Dün Taksim’deydim, sahaflara uğradım. Tess Gerritsen’in Buz Gibi Soğuk kitabını aldım. Yaptığım ilk şey neydi biliyor musun ? Kitabın arasını açıp kokusunu içime çekmek oldu. Bunun dışında, Deliliğin Dağlarında’yı okuyodum geçen hafta, tablette de vardı, kütüphanede de bulmuş almıştım, ilk 70 sayfasını tabletten okuduktan sonra, ki binbir güçlükle yaptım bunu, tablette sayfaları çevirmek bile zor geldi, devamını kitabı okuyarak bitirdim, sayfaları özenle çevirerek, kitabın ağırlığını hissederek kitap ayracı kullanarak.
Ama e-kitap olayına karşı değilim. Çok büyük yararları var. Ama etten kemikten oluşan kitapların insana verdiği şeyleri veremiyor.

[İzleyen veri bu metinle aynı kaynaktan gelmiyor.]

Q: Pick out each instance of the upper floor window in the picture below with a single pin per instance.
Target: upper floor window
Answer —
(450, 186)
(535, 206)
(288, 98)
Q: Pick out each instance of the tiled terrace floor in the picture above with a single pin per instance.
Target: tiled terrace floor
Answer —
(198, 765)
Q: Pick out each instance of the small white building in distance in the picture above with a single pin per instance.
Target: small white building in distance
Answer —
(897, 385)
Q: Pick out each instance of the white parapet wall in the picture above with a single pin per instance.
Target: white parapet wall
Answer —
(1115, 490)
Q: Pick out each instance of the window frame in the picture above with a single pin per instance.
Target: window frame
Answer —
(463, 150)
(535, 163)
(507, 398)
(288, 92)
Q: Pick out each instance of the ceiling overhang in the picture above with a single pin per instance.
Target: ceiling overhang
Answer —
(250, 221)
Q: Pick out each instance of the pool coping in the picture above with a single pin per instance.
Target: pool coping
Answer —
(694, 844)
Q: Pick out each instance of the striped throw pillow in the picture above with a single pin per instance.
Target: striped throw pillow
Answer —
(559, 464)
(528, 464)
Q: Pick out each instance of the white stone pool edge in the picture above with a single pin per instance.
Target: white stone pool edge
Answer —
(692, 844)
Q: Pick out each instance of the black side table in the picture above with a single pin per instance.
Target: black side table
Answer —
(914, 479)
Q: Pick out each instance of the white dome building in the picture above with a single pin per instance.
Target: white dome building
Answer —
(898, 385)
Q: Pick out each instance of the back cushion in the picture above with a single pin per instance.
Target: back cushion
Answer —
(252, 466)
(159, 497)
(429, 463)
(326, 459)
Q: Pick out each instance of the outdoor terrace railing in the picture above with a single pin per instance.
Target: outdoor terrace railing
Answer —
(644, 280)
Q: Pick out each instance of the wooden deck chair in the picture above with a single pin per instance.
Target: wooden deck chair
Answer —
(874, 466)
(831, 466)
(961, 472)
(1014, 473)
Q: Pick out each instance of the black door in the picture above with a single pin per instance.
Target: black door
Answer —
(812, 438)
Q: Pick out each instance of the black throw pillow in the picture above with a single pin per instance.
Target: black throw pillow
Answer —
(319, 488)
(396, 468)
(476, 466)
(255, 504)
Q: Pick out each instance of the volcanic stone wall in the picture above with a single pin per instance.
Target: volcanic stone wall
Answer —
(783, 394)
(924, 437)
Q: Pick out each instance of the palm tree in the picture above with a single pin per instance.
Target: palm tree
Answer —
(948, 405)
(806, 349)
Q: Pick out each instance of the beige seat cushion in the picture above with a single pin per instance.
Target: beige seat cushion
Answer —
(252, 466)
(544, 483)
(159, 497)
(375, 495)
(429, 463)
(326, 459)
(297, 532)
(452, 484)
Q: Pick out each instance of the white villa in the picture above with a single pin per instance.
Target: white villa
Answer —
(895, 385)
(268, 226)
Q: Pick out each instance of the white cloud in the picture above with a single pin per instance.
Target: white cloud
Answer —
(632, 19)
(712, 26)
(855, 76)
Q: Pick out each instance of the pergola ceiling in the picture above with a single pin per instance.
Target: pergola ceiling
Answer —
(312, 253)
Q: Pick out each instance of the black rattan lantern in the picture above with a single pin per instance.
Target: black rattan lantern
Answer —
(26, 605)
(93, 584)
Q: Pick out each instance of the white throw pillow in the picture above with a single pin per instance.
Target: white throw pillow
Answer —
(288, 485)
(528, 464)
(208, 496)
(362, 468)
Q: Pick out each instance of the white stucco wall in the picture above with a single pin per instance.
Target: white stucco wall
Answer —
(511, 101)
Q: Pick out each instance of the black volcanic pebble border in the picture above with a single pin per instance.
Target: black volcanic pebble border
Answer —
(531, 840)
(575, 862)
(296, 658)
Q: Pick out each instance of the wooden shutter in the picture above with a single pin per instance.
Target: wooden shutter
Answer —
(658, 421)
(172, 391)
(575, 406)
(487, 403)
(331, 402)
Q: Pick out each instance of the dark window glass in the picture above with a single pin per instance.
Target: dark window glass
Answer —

Asıl olay ne hissettiklerimizle nede okuma biçimimizle alakalı… mesela ben hayatım boyunca okudugum kitap sayısı bir elin parmaklarını geçmemiştir… bende basılı metin severim daha az yorucudur ancak… günümüzde herşey o kadar hızlandı ki artık bir yerde durup şu kitap güzelmiş bi okuyayım dediginizde çevredeki tüm olan bitenin farkına bile varamıyorsunuz. birde şöyle düşünün her gün otobüsle yada arabayla 1 – 1.5 saatlik yolculuk yapıyorsunuz diyelim hem sabah hem akşam siz elinizde tabletiniz yada telefonunuz var ise e-kitapları tercih edersiniz… birde çok fazla zamanı olan herşeyi birbirine karıştırmayı sevmeyen bir iş yapıyorsam sadece onu yaparım diyen kişilerde geleneksel kitapları tercih edeceklerdir… sonuçta e-kitaplarda geleneksel kitaplarda belli bir konuyu okuyucuya aktarmak amaçlı üretilmiştir… sadece kişinin hayatını nasıl yaşadıgı ile alakalıdır… çok yogun bir tempoda boş zamanlarında okumaya çalışan kişiler e-kitapları daha çok kullanır…
Çok güzel bir noktaya değinmişsiniz. Elbetteki e-kitapların kendilerine göre avantajları saymakla bitmez; ama benim bu yazıda ele aldığım şey e-kitap iyidir veya kötüdür, gereksizdir veya elzemdir demek değil.
Sadece, kitap denilen olgunun içerisindeki yazıdan ibaret soyut bir olgu olmadığını vurgulamak istedim. Sanmıyorum ki kütüphanedeki eski, sararmış yapraklı kitapların kokusu e-kitabın plastik kokusuna değişilecektir.